In CueMate's model selection interface, you can see two types of models:

  • Cloud Models (names include -cloud):

    • No download required, directly call through the network
    • Examples: deepseek-v3.1:671b-cloud, qwen3-coder:480b-cloud, glm-4.6:cloud
    • Advantages: No local storage space required, supports ultra-large parameter models (e.g., 671B)
  • Local Models (marked with ↓, no -cloud suffix):

    • Will be automatically downloaded locally when selected for the first time
    • Examples: gpt-oss:120b, gemma3:27b, deepseek-r1:8b, qwen3:8b
    • Advantages: Fast running speed, no network connection required, high data privacy

Model Selection Interface

1.5 Cloud Model Configuration (Required for Cloud Models)

If you choose to use cloud models (e.g., deepseek-v3.1:671b-cloud), you need to first create a model on the Ollama official website:

1.5.1 Visit Ollama Official Website

Visit https://ollama.com/ and log in or register an account.

1.5.2 Create Cloud Model

  1. After logging in, click the Models menu
  2. Click the Create a new model button
  3. Fill in the model name (e.g., CueMate)
  4. Select Private or Public
  5. Click Create model to complete creation

Create Model Step 1

After creation, you will enter the model details page:

Create Model Step 2

1.5.3 Push Model to Cloud

After creating the model, the page will display push commands.
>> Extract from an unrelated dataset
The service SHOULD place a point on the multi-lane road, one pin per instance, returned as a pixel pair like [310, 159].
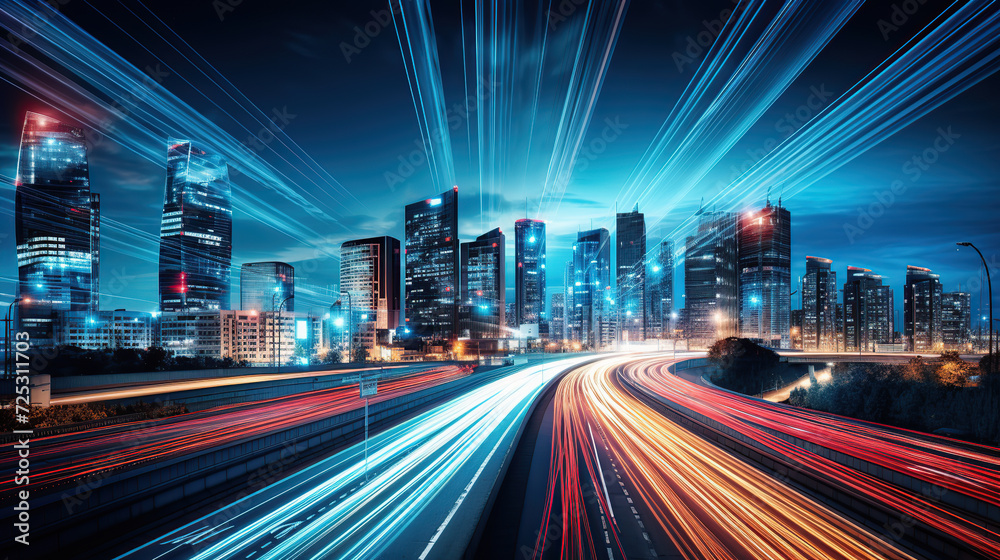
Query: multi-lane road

There are two methods:

Method 1: Create and push based on existing model

bash
# 1. Pull base model
ollama pull llama3.2

# 2. Create Modelfile
echo "FROM llama3.2" >> Modelfile
echo "SYSTEM You are a friendly assistant." >> Modelfile

# 3. Create custom model
ollama create -f Modelfile your-username/CueMate

# 4. Push to cloud
ollama push your-username/CueMate

Method 2: Directly copy existing model and push

bash
# Copy existing model
ollama cp llama3.2 your-username/CueMate

# Push to cloud
ollama push your-username/CueMate

Model Push Instructions

1.5.4 View Cloud Model Address

After successful push, the page will display your cloud model access address:

You can find your model at:
https://ollama.com/your-username/CueMate

This address is your cloud model link, which can be shared with others.

1.5.5 Obtain API Key (For Use in CueMate)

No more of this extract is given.